Thomas brothers help create heirloom seed project | News | The Press and Standard

by | August 26, 2016 5:00 am

Last Updated: August 24, 2016 at 1:15 pm

Ted Chewning growing crops from heirloom seeds from two
brothers from Smoaks.

By GEORGE SALSBERRY
gsalsberry@lowcountry.com

Two Smoaks area brothers have fed Ted Chewning’s constant craving for heirloom crops.
Chewning, the Colleton County Farmers Market Manager who recently decided to resign that post, wants to spend more time working his farm and playing a role in resurrecting heirloom seeds. He plans to spend more time building up his collection of seeds from the Thomas Brothers Collection.
Chewning bestowed the title on the seeds from 11 different heirloom crops provided to him by semi-retired farmers Jake and Ray Thomas.
The Thomas brothers, both in their 80’s, have spent years periodically growing the farm crops which had long disappeared from the agricultural landscape.
While working the family farm, the Thomas’ would periodically grow some of the heirloom seeds for themselves and a selected few others.
Chewning said the Thomas brothers provided him with the seeds to grow three varieties of corn, a couple of bean varieties, and the seeds from an heirloom radish, watermelon and field pea.
Chewning said he then provided Clemson Research some of the seeds from each crop.
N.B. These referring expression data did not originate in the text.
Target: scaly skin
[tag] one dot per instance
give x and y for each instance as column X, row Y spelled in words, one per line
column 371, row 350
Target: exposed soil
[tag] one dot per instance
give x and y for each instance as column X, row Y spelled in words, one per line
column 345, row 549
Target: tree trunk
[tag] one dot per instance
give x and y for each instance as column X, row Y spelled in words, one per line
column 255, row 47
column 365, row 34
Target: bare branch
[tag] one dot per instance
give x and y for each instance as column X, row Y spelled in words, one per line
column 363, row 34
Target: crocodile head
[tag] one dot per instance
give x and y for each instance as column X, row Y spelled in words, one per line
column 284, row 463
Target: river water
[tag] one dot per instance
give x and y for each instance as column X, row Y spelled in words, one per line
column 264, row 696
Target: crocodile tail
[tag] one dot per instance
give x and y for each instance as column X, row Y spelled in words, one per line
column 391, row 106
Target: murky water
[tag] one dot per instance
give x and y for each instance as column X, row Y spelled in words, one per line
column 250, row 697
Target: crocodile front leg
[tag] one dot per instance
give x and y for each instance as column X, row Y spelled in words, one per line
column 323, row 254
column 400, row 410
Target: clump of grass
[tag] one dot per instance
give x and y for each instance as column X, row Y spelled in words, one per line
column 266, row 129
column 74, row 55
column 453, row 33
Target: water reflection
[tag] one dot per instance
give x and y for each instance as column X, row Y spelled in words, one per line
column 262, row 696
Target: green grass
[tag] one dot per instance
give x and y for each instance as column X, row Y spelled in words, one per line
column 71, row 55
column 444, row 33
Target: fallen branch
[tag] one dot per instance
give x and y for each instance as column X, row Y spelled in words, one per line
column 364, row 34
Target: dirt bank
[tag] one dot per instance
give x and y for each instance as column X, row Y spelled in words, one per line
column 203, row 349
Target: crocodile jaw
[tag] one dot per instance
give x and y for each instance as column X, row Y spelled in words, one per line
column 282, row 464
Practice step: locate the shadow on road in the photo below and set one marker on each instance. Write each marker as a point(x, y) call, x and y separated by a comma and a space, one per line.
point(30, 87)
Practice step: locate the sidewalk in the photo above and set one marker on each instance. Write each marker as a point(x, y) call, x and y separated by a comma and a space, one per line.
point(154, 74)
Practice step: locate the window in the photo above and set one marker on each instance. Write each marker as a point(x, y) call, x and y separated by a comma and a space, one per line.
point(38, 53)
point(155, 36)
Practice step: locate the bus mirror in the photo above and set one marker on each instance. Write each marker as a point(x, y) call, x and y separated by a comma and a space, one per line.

Anson Mills, which has been working for years to popularize heritage crops like Carolina Gold Rice, is covering the cost of planting and researching the heirloom crops at Clemson’s experimental station in Charleston.
At Chewning’s Sweet Bay Farm, one of the corn varieties, Sea Island White Flint, and some of the watermelon seeds went into the ground.
The corn crop is in. Sea Island White Flint, he explained, was grown by Native Americans, primarily in the coastal areas.
“We were very successful with a small stand,” Chewning said.
Flint corn is not grown much in the Carolinas anymore. It is more likely found growing in the Midwest and South America.
It is the corn that becomes popcorn in the Midwest; in South America, flint corn is used to make tortillas.
The corn grown locally, Chewning said, is dent corn, so called because when the kernels are dried, they form a little dent.
Chewning said he grew a small stand of Sea Island White Flint because “you have to isolate the seeds. They are open pollinated, so you can’t grow other corn nearby.”
All the corn from the first year of growth will be going into the seed bank. He plans on a larger stand of Sea Island White Flint next year, hoping to eventually reach the point where the seeds can be distributed to other farmers who want to test the commercial value of the heirloom corn.
That’s the same process that Chewning and Anson Mills used to reintroduce Jimmy Red corn to the culinary landscape.
Now Jimmy Red can be found on the menu in many high-end restaurants in Charleston. This fall, Highwire Distillery in Charleston will be ready to release its first bottles of Jimmy Red bourbon.
While the corn crop is in, Chewning said the heirloom watermelon, which dates back approximately 170 years, is coming along slowly. “We planted late because of the possibility of bad weather — we did not want to lose any seeds.”
When that crop of watermelon is in, he added, all the seeds will be banked.
Next year, Chewning said, he wants to plant a larger stand of Sea Island White Flint.  He also expects to plant some of the field peas. He anticipates growing the field peas in his greenhouse to make sure that the deer don’t get them and they are protected from the weather.
“The Thomas brothers deserve all the credit because they have saved these seeds over the years,” Chewning said.
Chewning said he filmed the Thomas brothers talking about their lives on the farm that has been in their family since the 1790s. “They were very generous with their lives and their seeds,” he said.
Eventually, Chewning added, he hopes to produce a video and have it available.